I thought it made perfect sense, and I had actually had a similar conversation with a student in the class before. She was contesting my suggestion that she add more information about her current life to her letter to her future self. "I think I'll remember everything about myself," she shrugged. "It's me! And it's only six years in the future."

Really?" I said. "Six years ago you were six. Do you remember everything about that?"

She swallowed and lowered her eyes. "No," she admitted. 

"That's all I'm saying," I told her. "Trust me: you'll appreciate the detail."

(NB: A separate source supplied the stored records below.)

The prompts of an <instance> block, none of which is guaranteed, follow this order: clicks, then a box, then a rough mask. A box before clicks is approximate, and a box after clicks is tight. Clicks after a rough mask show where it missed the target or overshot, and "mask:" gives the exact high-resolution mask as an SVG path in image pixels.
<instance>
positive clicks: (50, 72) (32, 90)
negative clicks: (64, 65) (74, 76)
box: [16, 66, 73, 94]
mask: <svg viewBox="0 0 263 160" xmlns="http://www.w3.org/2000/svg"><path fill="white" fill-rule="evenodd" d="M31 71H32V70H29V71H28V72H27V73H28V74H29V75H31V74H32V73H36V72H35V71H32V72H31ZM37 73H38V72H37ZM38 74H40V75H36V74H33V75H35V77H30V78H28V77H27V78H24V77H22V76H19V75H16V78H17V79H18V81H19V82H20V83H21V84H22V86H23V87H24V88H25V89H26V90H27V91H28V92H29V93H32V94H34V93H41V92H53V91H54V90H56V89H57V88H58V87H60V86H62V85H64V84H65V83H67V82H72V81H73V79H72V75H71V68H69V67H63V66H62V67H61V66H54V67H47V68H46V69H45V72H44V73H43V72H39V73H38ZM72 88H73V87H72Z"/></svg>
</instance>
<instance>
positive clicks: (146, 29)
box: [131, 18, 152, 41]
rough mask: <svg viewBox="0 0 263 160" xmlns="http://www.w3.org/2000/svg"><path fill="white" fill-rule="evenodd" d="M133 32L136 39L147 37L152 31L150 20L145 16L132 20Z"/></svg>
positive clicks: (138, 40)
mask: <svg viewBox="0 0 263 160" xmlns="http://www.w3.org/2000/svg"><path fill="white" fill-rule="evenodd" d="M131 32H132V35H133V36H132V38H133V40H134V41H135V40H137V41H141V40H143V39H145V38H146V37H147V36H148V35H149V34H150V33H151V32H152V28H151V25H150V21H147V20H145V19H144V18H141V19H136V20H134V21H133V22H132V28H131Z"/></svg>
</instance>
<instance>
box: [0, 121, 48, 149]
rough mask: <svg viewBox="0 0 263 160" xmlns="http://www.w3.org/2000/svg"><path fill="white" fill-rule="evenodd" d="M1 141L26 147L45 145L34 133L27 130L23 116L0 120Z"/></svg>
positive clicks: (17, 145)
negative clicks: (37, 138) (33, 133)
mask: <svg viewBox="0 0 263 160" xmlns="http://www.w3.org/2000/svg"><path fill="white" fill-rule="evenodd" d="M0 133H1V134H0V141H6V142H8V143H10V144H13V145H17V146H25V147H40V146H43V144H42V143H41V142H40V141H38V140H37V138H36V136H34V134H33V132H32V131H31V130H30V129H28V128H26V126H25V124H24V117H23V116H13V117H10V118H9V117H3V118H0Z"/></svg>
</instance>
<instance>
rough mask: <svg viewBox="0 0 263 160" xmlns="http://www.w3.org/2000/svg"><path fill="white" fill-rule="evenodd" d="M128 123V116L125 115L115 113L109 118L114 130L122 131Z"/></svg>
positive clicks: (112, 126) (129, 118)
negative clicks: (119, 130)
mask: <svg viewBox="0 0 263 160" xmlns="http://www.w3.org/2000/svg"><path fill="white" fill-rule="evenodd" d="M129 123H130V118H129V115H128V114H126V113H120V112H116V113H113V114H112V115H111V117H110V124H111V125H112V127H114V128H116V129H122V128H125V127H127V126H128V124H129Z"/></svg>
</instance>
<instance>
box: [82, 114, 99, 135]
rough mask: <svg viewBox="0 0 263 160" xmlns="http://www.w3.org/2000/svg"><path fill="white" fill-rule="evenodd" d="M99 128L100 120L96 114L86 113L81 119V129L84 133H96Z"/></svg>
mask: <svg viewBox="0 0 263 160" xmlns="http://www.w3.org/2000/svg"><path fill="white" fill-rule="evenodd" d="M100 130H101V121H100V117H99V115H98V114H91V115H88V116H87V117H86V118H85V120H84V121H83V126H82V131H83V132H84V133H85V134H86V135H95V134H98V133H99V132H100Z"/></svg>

And I know that she will, because there are times when I read back over my own little time capsule that this blog has become and have no recollection either of the event I documented or the people I was writing about. In fact, in a few years, I'm sure I'll have no idea which kids these were.

Thursday, May 27, 2021

Best of the Best

Noon today found me telling my homeroom students how much I appreciated them. They were willingly working on an activity where they imagine that one of the United Nation Global Goals had actually been achieved; the task was to describe that world in poetry, essay, narrative, or visual art. I played John Lennon's Imagine as they worked on descriptions of a world without poverty, social injustice, pollution, economic disparity, limited education and health care. "You guys are definitely one of the best homerooms I've ever had!" I told them, and I meant it. "You always give the activities a chance, and you usually see their value. It's amazing!"

"What were your other TAs like?" someone asked.

"Oh, I've had some good ones-- we have sung and danced and crafted and created and worked hard, but what's really amazing is that our TA has never even al been in the same room, and we've had a great year."

"How many TAs have you had?" asked another student.

"Twenty-nine!" I answered, and they were duly impressed.

"What about me?" one kid joked. "Am I the smartest, best student you ever had?"

"You are definitely in the top 3000!" I told him.